Mournful music supplies the installation’s soundscape. The show’s design is visually elegant, if not always transparent. And the exhibition offers moments of real power and surprise. The manual typewriter, it turns out, is not just a relic; it was the means by which Beatrice Ring’s family, by dint of assiduous epistolary appeals, obtained U.S. sponsorship and escaped Germany as late as 1939. Similarly, a bullet-pocked wallet suggests how Albert Loeb, a Jewish veteran of World War I, survived a gunshot — only to face Nazi persecution two decades later.
Artifacts such as identity papers, passports and other official documents are reminders of the impediments of bureaucracy, as well as the thin line between life and death. Rodi Waterman Glass, an 82-year-old Dutch-born survivor, contributed a 1942 German document that kept her from being deported to Auschwitz from the transit camp of Westerbork, in the Netherlands. She ended up in an internment camp instead.
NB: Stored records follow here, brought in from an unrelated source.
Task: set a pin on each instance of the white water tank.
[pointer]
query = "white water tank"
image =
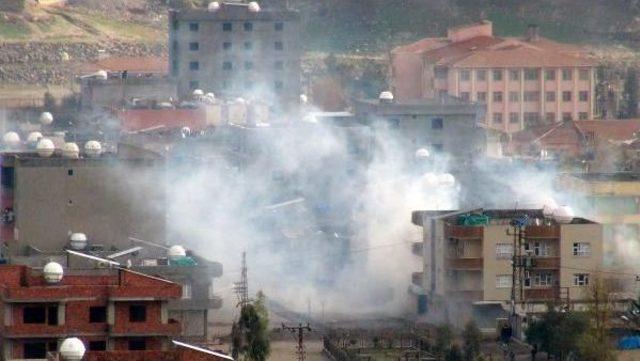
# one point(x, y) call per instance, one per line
point(563, 214)
point(213, 6)
point(11, 139)
point(92, 148)
point(45, 147)
point(422, 154)
point(72, 349)
point(78, 241)
point(70, 150)
point(386, 96)
point(46, 118)
point(176, 252)
point(52, 272)
point(254, 7)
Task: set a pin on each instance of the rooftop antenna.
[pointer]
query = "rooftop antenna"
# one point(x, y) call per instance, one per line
point(242, 287)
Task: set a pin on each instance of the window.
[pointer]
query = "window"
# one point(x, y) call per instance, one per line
point(531, 74)
point(35, 314)
point(581, 279)
point(186, 290)
point(583, 74)
point(97, 345)
point(581, 249)
point(137, 344)
point(531, 96)
point(97, 314)
point(440, 73)
point(514, 74)
point(504, 281)
point(504, 250)
point(137, 313)
point(550, 75)
point(583, 96)
point(550, 96)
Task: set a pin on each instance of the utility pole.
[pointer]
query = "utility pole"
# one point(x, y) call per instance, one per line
point(242, 287)
point(299, 330)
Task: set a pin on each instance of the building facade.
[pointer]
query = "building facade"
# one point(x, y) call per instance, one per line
point(109, 310)
point(468, 258)
point(522, 80)
point(237, 50)
point(442, 124)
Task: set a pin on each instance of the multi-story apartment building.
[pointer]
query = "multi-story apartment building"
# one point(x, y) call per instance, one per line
point(237, 49)
point(468, 258)
point(522, 80)
point(112, 310)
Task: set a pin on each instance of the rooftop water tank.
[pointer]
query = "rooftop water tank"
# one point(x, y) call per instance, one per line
point(93, 148)
point(70, 150)
point(563, 214)
point(11, 139)
point(72, 349)
point(176, 252)
point(213, 6)
point(46, 118)
point(45, 147)
point(254, 7)
point(33, 138)
point(78, 241)
point(52, 272)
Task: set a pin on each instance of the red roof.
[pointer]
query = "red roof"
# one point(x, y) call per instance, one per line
point(135, 120)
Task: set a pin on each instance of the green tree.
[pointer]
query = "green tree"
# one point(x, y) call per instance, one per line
point(472, 337)
point(631, 94)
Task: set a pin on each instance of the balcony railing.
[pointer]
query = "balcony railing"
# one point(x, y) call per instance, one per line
point(465, 263)
point(543, 231)
point(464, 231)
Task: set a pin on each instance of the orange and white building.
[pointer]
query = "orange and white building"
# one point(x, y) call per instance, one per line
point(523, 80)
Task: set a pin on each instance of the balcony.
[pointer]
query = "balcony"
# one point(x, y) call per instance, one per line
point(465, 263)
point(542, 294)
point(547, 262)
point(543, 231)
point(145, 329)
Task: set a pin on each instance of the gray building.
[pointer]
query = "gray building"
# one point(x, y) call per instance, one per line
point(445, 124)
point(237, 49)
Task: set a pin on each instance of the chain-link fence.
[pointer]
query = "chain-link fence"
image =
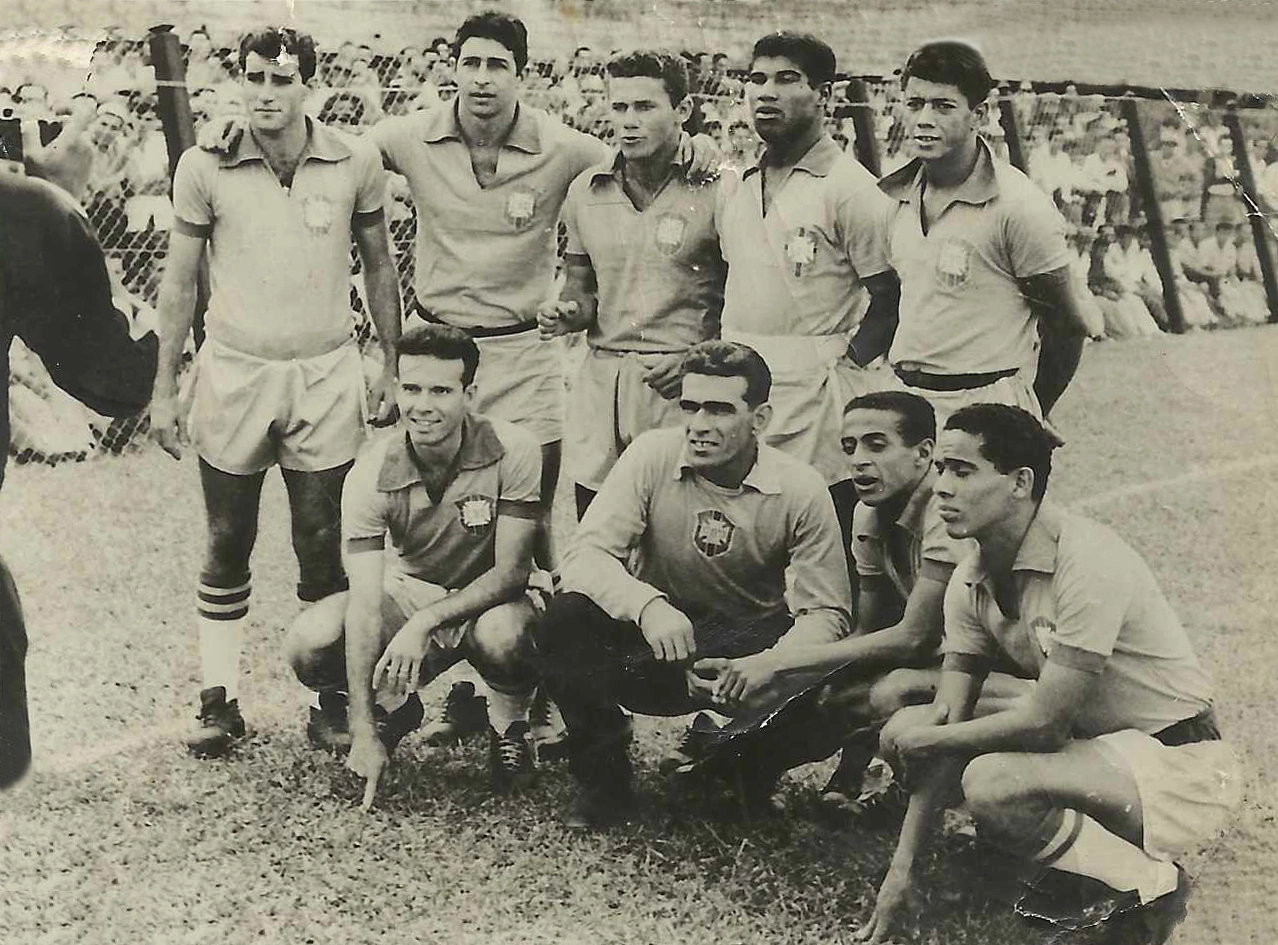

During my visit, she was eager to share her story. Her father’s entire family died in the Holocaust, she told me. But her wealthy maternal grandfather, Samuel Keizer, gave massive bribes — all of his remaining fortune — to a Dutch intermediary, who in turn bribed German officials to supply the lifesaving passes to 11 family members. “Everybody was corrupt, and my grandfather was a gambler,” Glass said. “We had the gambling gene. It’s better to be lucky than to be smart.”
Glass’s tale of her ordeal and rescue is juxtaposed with those of refugees from Armenia, Rwanda, Cambodia, Bosnia, South Sudan, Iraq and Syria. The exhibition purposely elides past and present, conflating a century of genocides in Europe, Africa and Asia, and underscoring our common humanity. The inclusion of recent refugees from Iraq and Syria is a strong political argument against the anti-immigrant paranoia of the age.
Some artifacts transcend both philosophy and politics. A lime-green child’s dress, decorated with lace and stained with blood, belonged to a 5-year-old Tutsi girl, Clarisse Uwonkunda, who was slaughtered in the 1994 Rwandan genocide, along with her 3-year-old sister and their father. The 3-year-old’s clothes and a family photo album are also in the show.
Clarisse’s mother, Immaculee Mukantaganira, found the intact dress in a grave with her daughter’s remains. “Bodies deteriorate. Bones are found apart,” she writes on Lommasson’s photograph of the garment. “Clothes/dresses are dirty, bloody but keep their forms.” It’s a supremely practical observation, and almost too much to bear — the heartbreaking climax of this quietly moving show.
Julia M. Klein , a Philadelphia-based cultural reporter and critic, writes frequently about museums.